The [Partially] True History of My Family Tree and How I Became Who I Am

08 January 2009

For a Dancer

It never occurred to me when I was young(er) that not everyone dances well, or even at all. Not to brag or anything, but I grew up with a natural sense of rhythm and music--an attribute of my French Creole blood, I suspect--and, in the way of the young, assumed that it was something everyone has. Because when you're young, what's normal for you extends (in youthful logic) into being what's normal for everyone.

It was not a theory I had many opportunities to test, mind you. In middle school and high school, I was never asked to the dances or the prom. And even if I did attend, alone or with a group of girlfriends, I was not asked to dance with anyone. I mostly sat or roamed around at the edge of the action, talked to a few people and itched to slink back home and bury my head beneath my pillow.

As an aside, please don't try to sell me that old line of how the boys "were intimidated by me" and that's why they never approached me. I don't buy that for a second. The truth is, starting in 7th grade (which is when I joined the Lewisville ISD), I was thrown into a society where I knew no one, nor did I fully understand the interactions of my peers. I'd been yanked first from the school system where I'd grown up--the place where I'd had the same people in my classes, particularly my Gifted and Talented cohorts--and then from the small private school where I'd made a niche for myself. But once I hit LISD, I floundered. Everyone seemed to know each other already, have a history, whatever. And they were all so very different from me. I ended up keeping to myself, which undoubtedly made me come off as "cold" when really I was wrapped in my own sort of mortification at my lack of social skills. But anyway, that's why I never got asked out, or asked to join anyone for anything. Everyone thought I was some kind of snob, and the only people who liked me were my teachers, which was probably just another kiss of death.

Okay, anyway, so it wasn't in public school that I determined not everyone can dance. It was at college. I attended exactly three functions (that I can recall, anyway) at which people danced. And I was actually asked to dance! Which flustered me a little because I'd never really danced with other people before. And so my painful education began, including a truly embarrassing moment in which I spun my [male, natch] partner! Yikes.

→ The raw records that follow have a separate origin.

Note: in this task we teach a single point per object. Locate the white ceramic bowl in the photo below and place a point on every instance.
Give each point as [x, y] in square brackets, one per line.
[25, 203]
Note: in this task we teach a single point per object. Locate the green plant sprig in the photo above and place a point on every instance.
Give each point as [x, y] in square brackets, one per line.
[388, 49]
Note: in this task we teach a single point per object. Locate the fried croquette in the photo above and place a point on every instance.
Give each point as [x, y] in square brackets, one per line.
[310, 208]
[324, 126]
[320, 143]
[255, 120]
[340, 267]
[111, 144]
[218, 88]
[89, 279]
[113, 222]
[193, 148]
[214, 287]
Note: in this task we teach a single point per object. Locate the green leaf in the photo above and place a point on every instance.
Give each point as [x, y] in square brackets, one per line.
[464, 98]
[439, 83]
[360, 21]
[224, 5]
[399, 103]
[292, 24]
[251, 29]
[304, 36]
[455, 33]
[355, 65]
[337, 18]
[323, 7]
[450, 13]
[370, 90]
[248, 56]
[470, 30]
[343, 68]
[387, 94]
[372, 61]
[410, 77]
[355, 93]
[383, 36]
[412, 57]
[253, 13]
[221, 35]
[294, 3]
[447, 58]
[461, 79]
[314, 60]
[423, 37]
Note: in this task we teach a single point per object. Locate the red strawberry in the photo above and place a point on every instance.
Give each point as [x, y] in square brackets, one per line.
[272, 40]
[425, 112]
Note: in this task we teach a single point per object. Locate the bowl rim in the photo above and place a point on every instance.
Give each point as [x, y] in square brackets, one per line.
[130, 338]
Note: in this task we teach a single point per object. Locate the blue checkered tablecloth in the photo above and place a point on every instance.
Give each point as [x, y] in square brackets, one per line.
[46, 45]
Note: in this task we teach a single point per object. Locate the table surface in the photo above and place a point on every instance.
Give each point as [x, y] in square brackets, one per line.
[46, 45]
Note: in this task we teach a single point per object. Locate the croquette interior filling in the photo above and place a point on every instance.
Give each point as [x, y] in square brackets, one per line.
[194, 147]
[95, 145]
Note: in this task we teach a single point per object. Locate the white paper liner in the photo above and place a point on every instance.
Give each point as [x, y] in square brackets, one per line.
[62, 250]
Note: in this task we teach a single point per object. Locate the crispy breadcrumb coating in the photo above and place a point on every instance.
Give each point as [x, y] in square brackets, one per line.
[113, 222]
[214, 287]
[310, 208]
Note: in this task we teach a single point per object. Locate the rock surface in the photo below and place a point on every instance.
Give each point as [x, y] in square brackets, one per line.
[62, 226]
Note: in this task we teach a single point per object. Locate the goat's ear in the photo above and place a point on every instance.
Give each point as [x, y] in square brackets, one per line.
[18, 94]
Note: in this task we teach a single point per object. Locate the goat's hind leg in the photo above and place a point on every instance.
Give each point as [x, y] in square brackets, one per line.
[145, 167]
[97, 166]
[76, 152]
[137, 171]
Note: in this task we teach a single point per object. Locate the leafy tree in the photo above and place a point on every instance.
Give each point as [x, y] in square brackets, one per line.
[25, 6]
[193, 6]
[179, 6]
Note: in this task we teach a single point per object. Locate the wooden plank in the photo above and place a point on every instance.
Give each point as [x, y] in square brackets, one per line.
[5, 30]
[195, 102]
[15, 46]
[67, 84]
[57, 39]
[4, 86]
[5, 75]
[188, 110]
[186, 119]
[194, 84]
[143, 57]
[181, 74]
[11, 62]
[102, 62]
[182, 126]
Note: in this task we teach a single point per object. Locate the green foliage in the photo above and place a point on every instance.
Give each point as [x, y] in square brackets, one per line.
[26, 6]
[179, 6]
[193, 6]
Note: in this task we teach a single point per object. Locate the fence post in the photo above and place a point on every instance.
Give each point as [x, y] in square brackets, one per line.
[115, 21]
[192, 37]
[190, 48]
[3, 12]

I did have a moment of triumph, however. One that told me that it's not just my imagination that I can dance well, at least when I'm dancing alone. They were playing "Under the Sea" (yes, the one from The Little Mermaid) and I'd found a spot on the dance floor in the back where I could move unobserved, or so I thought. Or maybe I was just mostly trying to stay out of the way of the couples on the floor; I don't really remember. But whatever the circumstances, I began dancing away, eyes closed, moving to the beats and rhythms. And then . . . I started to hear clapping. Not applause, but the regular kind of clapping people do when they clap along to music. I opened my eyes and saw a ring of people standing around me, watching me dance and clapping as if to cheer me on.

Jimmy Buffett has a song about the perfect partner, which, in terms of dancing, I guess I've never found. To this day, I do prefer to dance alone. My husband doesn't dance, so I get no grief from him about my not particularly wanting to dance with him. I will dance with him, mind you, and I do on the extremely rare occasions when he's willing to do so. Maybe some day, when we're old and the kids are grown, we'll take lessons. In the meantime, though, I'll keep stepping to the beat of my own drum.